The “selection fallacy”

Following on from my post on the publication bias:

https://da-boss.com/2012/06/04/the-publication-bias/

here is some disturbing news on another type of bias in scientific research. It does not, as yet, have a proper name but Steve McIntyre refers to it as “selection fallacy” (“selection bias” is a different, largely unrelated problem). I am out of my depth with advanced statistics so you are encouraged to check out the following source links:

http://www.ncbi.nlm.nih.gov/pmc/articles/PMC2841687/pdf/nihms-184032.pdf

http://papers.ssrn.com/sol3/papers.cfm?abstract_id=1850704

http://climateaudit.org/2005/02/06/jacoby-1-a-few-good-series/

http://climateaudit.org/2012/06/10/more-on-screening-in-gergis-et-al-2012/

http://cooley.libarts.wsu.edu/schwartj/pdf/Geddes1.pdf

http://www.scientificamerican.com/article.cfm?id=an-epidemic-of-false-claims

As you can see the problem has been reported in the fields of neuroscience, psychology, climatology, political research and pharmacology. For those too busy to read the linked articles and papers I will try to present my understanding of what the issue is about.

In scientific research we try to uncover the set of rules governing some process, using observational data. By nature, the data available for analysis is “noisy”, meaning it contains the fingerprints of the background process as well as various systematic and random errors. Typically, scientists do initial screening to eliminate the data which is likely to contain too much noise and the analysis proper is carried out only on what is left. Which can lead to two kinds of problems.

In the first scenario an arbitrary set of rules is applied to weed out the “bad” (tainted) data. Some of these rules appear quite rational, others may be more subjective but there is not one universally accepted set of standards on data quality that can be applied. The fact a researcher has freedom to decide which data is “in” leads to suspicion of a possible bias. Let’s assume someone sets out to prove a certain hypothesis (drug “A” is more effective than drug “B”, 20th century was the warmest in the last millennium etc). If there is a number of plausible selection criteria for mining “good” data the researcher can run preliminary analysis on all of them and, in the published version of the paper, only include the one producing “favourable” results.

Alternatively, individual data sets can be screened according to how they fit in with the trend represented by all available data. The statistics involved here is somewhat above my head but from what I understand this method can lead to “auto-correlation” problems. Here is a simplified explanation of the issue I found on one of the climate blogs. Let us imagine we are trying to determine the growth rate of the US. To do this we have collected the statistical data from all 50 states. We are then screening the data as follows. First the (weighted) average growth rate of the 50 states is calculated. Then the 10 states closest to the average growth rate are kept and others rejected. Then we are calculating the second (weighted) average – this time only of the 10 states which have passed the original screening. Now, which average is closer to the real growth rate of the US – the one derived from the full population of data or the 10 states admitted to the final analysis? It is obvious that, in this example, full data carries more information and produces a more meaningful average.

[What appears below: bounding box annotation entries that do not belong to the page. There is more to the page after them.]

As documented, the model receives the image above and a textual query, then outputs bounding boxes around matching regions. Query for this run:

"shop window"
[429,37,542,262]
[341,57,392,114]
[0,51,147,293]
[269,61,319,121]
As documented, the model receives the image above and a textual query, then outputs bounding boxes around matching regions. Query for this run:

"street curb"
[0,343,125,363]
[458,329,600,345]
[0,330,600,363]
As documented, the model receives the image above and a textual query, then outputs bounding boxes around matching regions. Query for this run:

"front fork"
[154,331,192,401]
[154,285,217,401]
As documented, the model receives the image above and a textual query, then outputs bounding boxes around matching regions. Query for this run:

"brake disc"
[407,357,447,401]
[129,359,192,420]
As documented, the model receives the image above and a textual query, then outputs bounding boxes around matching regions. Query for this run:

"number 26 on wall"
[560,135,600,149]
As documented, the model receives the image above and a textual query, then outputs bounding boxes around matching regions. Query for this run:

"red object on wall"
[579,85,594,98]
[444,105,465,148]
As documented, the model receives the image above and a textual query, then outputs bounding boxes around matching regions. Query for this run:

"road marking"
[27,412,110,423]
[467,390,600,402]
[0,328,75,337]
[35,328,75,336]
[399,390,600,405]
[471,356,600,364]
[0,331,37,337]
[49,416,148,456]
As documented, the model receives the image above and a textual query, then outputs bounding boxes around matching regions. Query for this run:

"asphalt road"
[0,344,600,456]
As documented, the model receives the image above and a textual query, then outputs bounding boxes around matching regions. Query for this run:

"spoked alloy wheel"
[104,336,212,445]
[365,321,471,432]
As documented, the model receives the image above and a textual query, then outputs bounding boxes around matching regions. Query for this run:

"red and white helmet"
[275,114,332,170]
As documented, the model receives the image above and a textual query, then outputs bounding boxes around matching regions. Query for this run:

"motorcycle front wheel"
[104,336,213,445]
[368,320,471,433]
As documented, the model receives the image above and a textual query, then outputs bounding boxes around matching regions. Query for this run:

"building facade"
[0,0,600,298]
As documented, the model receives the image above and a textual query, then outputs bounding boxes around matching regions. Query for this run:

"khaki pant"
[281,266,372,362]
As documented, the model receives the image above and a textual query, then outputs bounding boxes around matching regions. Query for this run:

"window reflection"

There are ways of dealing with the “selection fallacy” problem. Here are the excerpts from one of the papers linked above:

We propose the following six requirements for authors.

1. Authors must decide the rule for terminating data collection before data collection begins and report this rule in the article. Following this requirement may mean reporting the outcome of power calculations or disclosing arbitrary rules, such as “we decided to collect 100 observations” or “we decided to collect as many observations as we could before the end of the semester.” The rule itself is secondary, but it must be determined ex ante [beforehand] and be reported.

(…)

4. Authors must report all experimental conditions, including failed manipulations. This requirement prevents authors from selectively choosing only to report the condition comparisons that yield results that are consistent with their hypothesis.

(…)

5. If observations are eliminated, authors must also report what the statistical results are if those observations are included. This requirement makes transparent the extent to which a finding is reliant on the exclusion of observations, puts appropriate pressure on authors to justify the elimination of data, and encourages reviewers to explicitly consider whether such exclusions are warranted. Correctly interpreting a finding may require some data exclusions; this requirement is merely designed to draw attention to those results that hinge on ex post decisions about which data to exclude.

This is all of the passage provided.